The mixed-use real estate segment operates in the suburban Atlanta commercial and entertainment real estate market. Demand for office and retail space in this market depends on regional economic conditions, remote work trends affecting office utilization, and the draw of the ballpark as an anchor for foot traffic and tenant interest.

Who are Atlanta Braves Holdings' main competitors?

In the battle for fans' time and spending, the Braves compete broadly against all leisure and entertainment options. The filing identifies competing sporting events, live entertainment, streaming services, home video, pay-per-view, subscription video-on-demand platforms, online activities, and movies as alternatives that vie for the same consumer dollars and viewing hours. This is a highly fragmented competitive landscape with no single dominant rival.

Within MLB, the Braves compete with all 29 other clubs for player talent, which is the most direct form of on-field competition. The filing stresses that assembling and developing talented players is the single most important driver of on-field success, which in turn drives ticket demand, concessions, merchandise, and broadcasting audience size. The Competitive Balance Tax (the luxury tax threshold, set at $244 million for 2026) acts as a soft salary cap that shapes how aggressively teams can spend on players.

The Braves' claimed competitive advantages include their franchise history, a modern ballpark, and the integrated Battery Atlanta ecosystem. As the oldest continuously operating professional sports franchise in the United States — founded in 1871 — the Braves carry significant brand heritage. Truist Park's integration with The Battery Atlanta creates a destination that extends the fan experience well beyond game days, supporting both attendance and real estate revenue.

Where does Atlanta Braves Holdings operate?

The company's operations are almost entirely centered in the Atlanta, Georgia metropolitan area. Truist Park is located in Cobb County, a suburb of Atlanta. The Battery Atlanta surrounds the ballpark, and the newly acquired Pennant Park office campus is adjacent to it. The spring training facility, CoolToday Park, is located in North Port, Florida, and hosts minor league play through the FCL Braves.

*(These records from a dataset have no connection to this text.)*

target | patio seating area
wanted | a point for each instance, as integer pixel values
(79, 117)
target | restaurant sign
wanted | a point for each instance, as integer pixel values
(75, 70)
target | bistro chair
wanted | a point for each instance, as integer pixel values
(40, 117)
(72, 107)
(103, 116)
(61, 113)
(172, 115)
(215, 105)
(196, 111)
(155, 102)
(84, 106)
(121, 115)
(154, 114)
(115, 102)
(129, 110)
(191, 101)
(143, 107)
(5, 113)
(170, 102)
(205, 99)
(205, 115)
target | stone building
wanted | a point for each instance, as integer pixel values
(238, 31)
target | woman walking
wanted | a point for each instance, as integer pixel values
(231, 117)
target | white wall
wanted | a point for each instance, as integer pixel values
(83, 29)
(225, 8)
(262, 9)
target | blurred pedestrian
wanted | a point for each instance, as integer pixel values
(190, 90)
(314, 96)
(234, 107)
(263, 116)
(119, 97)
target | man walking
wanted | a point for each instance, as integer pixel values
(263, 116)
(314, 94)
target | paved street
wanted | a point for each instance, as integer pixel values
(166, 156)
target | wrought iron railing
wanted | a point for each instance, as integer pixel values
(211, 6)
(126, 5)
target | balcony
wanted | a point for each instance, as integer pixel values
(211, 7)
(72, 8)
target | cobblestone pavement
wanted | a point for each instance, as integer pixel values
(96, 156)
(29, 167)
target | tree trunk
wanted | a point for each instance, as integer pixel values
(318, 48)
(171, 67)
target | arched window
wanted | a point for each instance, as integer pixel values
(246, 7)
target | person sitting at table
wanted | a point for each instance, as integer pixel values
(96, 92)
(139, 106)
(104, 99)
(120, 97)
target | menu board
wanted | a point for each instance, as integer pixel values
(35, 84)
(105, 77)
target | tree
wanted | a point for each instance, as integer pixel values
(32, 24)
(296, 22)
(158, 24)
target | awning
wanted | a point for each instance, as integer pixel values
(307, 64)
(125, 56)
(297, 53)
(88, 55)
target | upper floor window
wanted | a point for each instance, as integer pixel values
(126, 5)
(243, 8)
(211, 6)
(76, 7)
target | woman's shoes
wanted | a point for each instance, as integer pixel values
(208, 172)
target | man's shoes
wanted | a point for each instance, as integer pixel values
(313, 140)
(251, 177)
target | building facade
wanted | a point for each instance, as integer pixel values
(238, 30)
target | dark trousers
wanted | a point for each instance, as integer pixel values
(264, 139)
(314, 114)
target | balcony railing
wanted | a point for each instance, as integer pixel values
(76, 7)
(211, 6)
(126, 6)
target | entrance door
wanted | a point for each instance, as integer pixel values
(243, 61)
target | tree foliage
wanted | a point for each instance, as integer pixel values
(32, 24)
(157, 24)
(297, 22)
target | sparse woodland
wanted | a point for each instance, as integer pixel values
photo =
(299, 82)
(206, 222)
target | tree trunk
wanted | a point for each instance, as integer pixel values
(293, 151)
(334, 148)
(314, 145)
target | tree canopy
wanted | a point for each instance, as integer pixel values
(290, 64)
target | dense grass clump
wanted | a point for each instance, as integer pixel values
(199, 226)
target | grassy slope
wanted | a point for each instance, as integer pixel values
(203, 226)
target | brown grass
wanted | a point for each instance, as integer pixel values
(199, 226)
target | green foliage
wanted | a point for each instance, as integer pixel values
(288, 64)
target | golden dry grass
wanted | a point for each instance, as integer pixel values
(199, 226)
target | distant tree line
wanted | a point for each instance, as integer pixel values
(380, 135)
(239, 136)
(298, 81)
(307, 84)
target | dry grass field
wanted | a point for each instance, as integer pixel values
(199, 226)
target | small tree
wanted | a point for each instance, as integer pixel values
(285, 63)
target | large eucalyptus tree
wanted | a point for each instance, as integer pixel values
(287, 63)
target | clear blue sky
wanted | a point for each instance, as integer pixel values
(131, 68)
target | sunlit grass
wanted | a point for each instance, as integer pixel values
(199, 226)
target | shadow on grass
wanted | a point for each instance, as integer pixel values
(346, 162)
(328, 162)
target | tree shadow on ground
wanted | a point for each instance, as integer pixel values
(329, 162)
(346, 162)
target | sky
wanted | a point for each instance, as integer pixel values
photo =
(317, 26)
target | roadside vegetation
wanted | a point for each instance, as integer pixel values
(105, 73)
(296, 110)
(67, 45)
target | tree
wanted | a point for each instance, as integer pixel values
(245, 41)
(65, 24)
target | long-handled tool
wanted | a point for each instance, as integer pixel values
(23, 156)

The Braves maintain a baseball academy in the Dominican Republic and participate in the Dominican Summer League, which is a meaningful pipeline for Latin American player talent. The four affiliated minor league clubs — the Gwinnett Stripers, Columbus Clingstones, Rome Emperors, and Augusta GreenJackets — are all located in Georgia, keeping the player development pipeline regionally concentrated. Outside of the Dominican Republic operation, there is no significant international business exposure disclosed in the filing.